Affonda il cucchiaio nel barattolo di nutella e lo porta alla bocca. La sua
mente, per fortuna, è brillante come sempre
e nonostante non possa più costruire, riesce ancora a progettare - Secondo te dovrei alleggerirla?-
Simmons alza gli occhi dal microscopio su cui è china
e si volta a guardare lo schermo a muro dove Fitz ha
passato le immagini di una nuova pistola ultra leggere ad impulsi - No, direi
di no. A Coulson e Trip andrà benissimo, era Ward quello che si lamentava sempre del peso delle armi.-
Nello stesso momento in cui mette il punto alla sua affermazione, Simmons si rende conto di essere saltata a piedi pari su un
tasto dolente. È da quando Fitz si è svegliato dal
coma che non ha più nominato Ward.
-Non vuoi parlarne?-
-Di cosa?-
Fitz alza gli occhi dallo schermo del suo pc. Simmons lo sta fissando con quella
espressione, quella che vuol dire: so benissimo a cosa pensi.
Stringe i denti e abbassa di nuovo lo sguardo.
Di solito non gli da’ fastidio che Simmons riesca ad
indovinare così bene ogni pensiero che gli passa per la testa, ma qui si parla
di Ward, e di quanto si senta stupido per aver
creduto in lui anche di fronte all’evidenza.
-Sei un brav’uomo Leo.- mormora dolcemente Simmons accarezzandogli i riccetti
biondi –Hai il cuore grande.-
-Ti sbagli Jemma, sono semplicemente uno stupido.-
Simmons scrolla la testa –Credevi in lui.-
-Credevo in una bugia.-
Come regalo di pronta guarigione, Simmons
e Skye gli hanno regalato un paio di scarpe da tennis
con la chiusura a velcro. Fitz le ha osservato
incerto nella scatola, prima di capire. Con una mano sola, non puoi allacciarti
le scarpe da solo.
Eppure ogni mattina, seduto sul letto, ci prova a mettersi le sue vecchie nike e cercare di fare il nodo ai lacci usando solo la mano
destra.
Nonostante sia stata questa sua testardaggine quasi ad ucciderlo, non vuole
rassegnarsi ad una vita di scarpe con la chiusura a velcro come quelle di un bambino.

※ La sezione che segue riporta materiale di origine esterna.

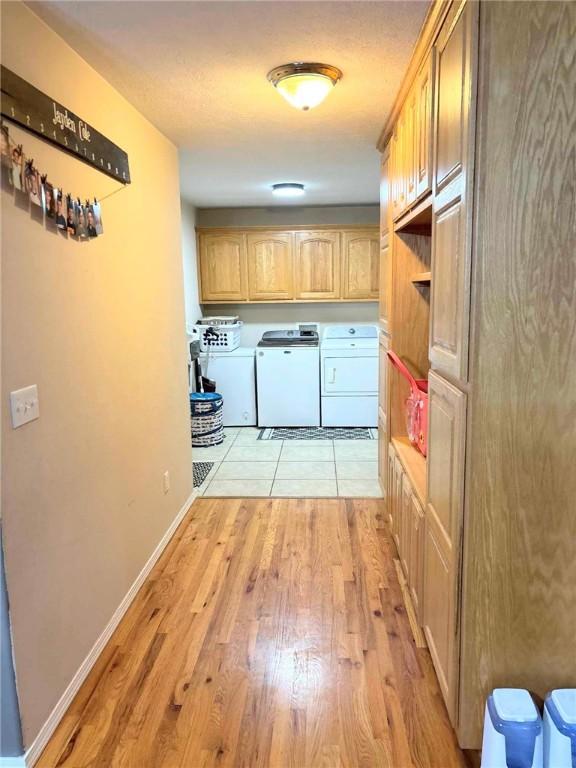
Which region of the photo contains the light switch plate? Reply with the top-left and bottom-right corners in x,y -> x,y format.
10,384 -> 40,429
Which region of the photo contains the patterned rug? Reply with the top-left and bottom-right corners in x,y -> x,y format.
192,461 -> 214,488
258,427 -> 378,440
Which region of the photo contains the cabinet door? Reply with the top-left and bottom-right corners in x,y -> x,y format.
403,88 -> 417,208
430,3 -> 478,382
386,443 -> 396,535
199,233 -> 246,302
423,372 -> 466,723
342,230 -> 380,299
399,473 -> 412,580
408,493 -> 424,622
378,331 -> 390,416
392,456 -> 404,555
378,148 -> 392,333
378,235 -> 392,334
390,122 -> 400,221
294,231 -> 340,300
414,50 -> 435,198
380,144 -> 390,237
378,408 -> 388,498
246,232 -> 294,301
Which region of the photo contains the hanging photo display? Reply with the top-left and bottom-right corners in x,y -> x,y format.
1,66 -> 130,184
0,118 -> 104,241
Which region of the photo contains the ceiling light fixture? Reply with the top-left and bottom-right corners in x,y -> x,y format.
272,181 -> 305,197
268,61 -> 342,112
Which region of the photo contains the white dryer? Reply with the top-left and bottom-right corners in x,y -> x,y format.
320,325 -> 378,427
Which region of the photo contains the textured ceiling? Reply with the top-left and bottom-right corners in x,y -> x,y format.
28,0 -> 428,207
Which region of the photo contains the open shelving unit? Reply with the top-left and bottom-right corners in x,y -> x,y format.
388,197 -> 432,486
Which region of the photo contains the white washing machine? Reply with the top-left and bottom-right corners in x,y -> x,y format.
320,325 -> 378,427
256,329 -> 320,427
200,347 -> 256,427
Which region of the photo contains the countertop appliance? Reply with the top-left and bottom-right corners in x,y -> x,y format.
320,325 -> 378,427
256,328 -> 320,427
200,347 -> 256,427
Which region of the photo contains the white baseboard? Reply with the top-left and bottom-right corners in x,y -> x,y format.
25,492 -> 196,768
0,755 -> 26,768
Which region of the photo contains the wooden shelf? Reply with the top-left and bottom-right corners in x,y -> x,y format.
410,272 -> 432,285
392,437 -> 426,509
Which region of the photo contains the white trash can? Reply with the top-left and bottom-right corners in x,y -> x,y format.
481,688 -> 543,768
544,688 -> 576,768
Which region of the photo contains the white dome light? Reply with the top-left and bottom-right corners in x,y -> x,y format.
272,181 -> 306,197
268,62 -> 342,112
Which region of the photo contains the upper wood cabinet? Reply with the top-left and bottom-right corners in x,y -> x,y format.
430,3 -> 478,382
436,8 -> 468,191
342,230 -> 380,299
246,232 -> 294,301
414,50 -> 435,199
380,147 -> 391,238
389,51 -> 435,220
198,226 -> 380,304
294,231 -> 340,300
199,232 -> 247,302
423,372 -> 466,721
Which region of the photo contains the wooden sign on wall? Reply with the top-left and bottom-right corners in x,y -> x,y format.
1,66 -> 130,184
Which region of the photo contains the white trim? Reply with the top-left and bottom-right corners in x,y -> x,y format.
0,755 -> 26,768
24,493 -> 195,768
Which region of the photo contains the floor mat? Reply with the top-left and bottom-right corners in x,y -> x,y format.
259,427 -> 378,440
192,461 -> 214,488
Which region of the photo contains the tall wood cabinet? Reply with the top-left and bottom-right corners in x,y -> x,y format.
379,0 -> 576,749
198,227 -> 380,304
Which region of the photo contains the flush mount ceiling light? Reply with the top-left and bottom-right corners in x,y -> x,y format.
272,181 -> 305,197
268,61 -> 342,112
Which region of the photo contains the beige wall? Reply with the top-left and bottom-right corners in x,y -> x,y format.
1,3 -> 192,746
182,200 -> 202,326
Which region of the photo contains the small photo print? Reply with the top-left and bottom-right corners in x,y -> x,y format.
24,160 -> 42,205
90,200 -> 104,235
66,198 -> 76,235
42,181 -> 56,224
74,203 -> 88,240
86,205 -> 100,237
0,123 -> 14,189
54,187 -> 66,231
0,123 -> 12,168
12,144 -> 24,191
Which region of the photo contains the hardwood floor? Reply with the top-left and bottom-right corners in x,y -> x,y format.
37,499 -> 465,768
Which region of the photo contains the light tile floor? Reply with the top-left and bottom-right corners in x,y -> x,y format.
192,427 -> 382,498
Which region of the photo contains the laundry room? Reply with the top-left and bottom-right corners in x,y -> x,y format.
182,202 -> 381,497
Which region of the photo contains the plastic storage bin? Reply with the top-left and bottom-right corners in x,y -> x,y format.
481,688 -> 543,768
544,688 -> 576,768
190,392 -> 224,448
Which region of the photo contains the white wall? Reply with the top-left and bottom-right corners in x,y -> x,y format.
196,204 -> 380,227
181,200 -> 202,326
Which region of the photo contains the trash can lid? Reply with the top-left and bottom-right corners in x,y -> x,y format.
546,688 -> 576,726
492,688 -> 538,723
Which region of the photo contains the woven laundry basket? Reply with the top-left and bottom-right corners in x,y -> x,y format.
190,392 -> 224,448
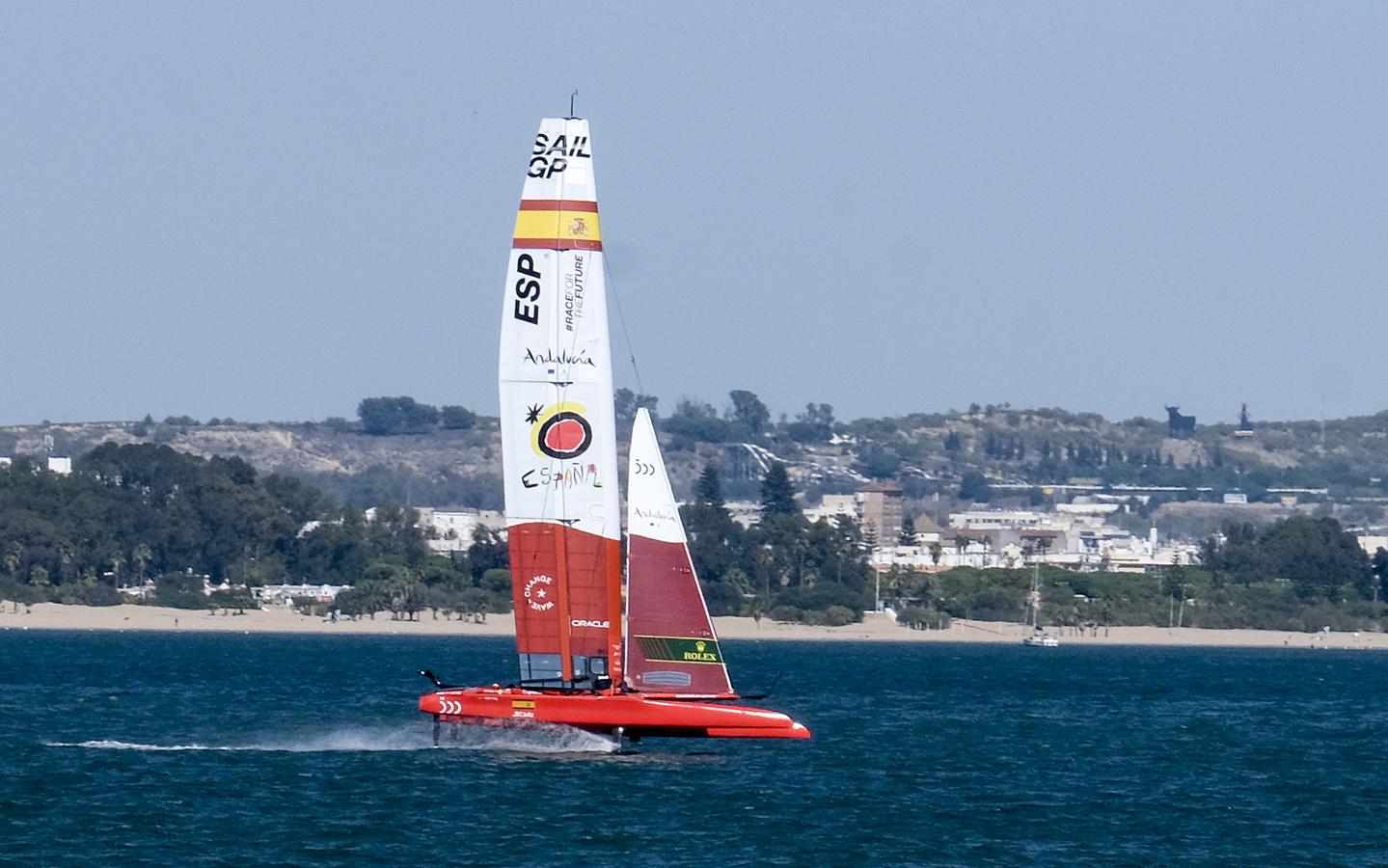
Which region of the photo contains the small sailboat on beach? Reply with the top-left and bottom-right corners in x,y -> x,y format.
420,111 -> 809,743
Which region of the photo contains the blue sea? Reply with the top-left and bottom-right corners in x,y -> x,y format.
0,631 -> 1388,865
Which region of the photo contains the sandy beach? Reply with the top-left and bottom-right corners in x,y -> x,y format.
0,602 -> 1388,650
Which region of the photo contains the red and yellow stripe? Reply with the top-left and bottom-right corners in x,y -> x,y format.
511,199 -> 603,250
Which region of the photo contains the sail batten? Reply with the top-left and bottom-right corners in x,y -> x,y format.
500,118 -> 622,686
626,408 -> 733,697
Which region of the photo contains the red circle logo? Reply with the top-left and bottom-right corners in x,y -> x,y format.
535,410 -> 592,458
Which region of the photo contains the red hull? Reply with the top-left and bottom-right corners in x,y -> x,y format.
420,688 -> 809,739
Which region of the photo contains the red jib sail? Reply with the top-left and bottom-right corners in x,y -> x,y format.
500,118 -> 622,688
626,410 -> 733,697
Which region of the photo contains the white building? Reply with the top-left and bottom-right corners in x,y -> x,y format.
251,584 -> 351,609
417,507 -> 506,555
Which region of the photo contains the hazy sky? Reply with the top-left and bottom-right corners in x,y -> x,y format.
0,0 -> 1388,423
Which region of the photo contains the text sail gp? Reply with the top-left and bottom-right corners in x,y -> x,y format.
499,118 -> 623,688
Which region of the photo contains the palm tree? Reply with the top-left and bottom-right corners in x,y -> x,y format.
130,543 -> 154,579
4,543 -> 23,579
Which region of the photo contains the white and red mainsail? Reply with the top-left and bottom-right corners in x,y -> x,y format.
500,118 -> 622,688
626,408 -> 733,697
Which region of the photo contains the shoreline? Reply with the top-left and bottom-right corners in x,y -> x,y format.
0,602 -> 1388,650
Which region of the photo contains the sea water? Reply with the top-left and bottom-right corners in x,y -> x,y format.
0,631 -> 1388,865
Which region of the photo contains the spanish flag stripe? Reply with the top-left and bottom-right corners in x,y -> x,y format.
521,199 -> 598,214
511,237 -> 603,250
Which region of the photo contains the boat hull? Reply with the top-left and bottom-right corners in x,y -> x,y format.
420,688 -> 809,739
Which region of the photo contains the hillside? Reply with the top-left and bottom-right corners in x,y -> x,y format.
8,402 -> 1388,525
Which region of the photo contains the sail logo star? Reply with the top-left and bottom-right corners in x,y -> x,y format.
525,575 -> 554,612
525,401 -> 592,461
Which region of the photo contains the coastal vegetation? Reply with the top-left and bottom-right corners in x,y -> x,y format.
0,443 -> 511,616
680,464 -> 872,626
883,517 -> 1388,632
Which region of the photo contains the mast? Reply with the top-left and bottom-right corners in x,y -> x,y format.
499,118 -> 622,688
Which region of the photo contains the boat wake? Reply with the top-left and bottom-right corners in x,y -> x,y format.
43,726 -> 616,754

Lo sbuffo delle porte automatiche che si aprono lo distraggono per un momento -Prima
che inizi Simmons, non mi piacciono le sneakers! Voglio i lacci!-
-Fitz.-
Fitz si volta, sorpreso di udire la voce di May. Si
sofferma sulla neo Vicedirettrice per un momento, prima di spostare verso la
persona alla sua destra. Alla velocità
maggiore che le sue condizioni gli permettono, si alza in piedi alla vista di Ward ammanettato piedi e caviglie.
- Sarò qua fuori. Se prova a fare qualcosa urla.-
Si fissano, Ward
e Fitz, dai due lati della stanza di quest’ultimo.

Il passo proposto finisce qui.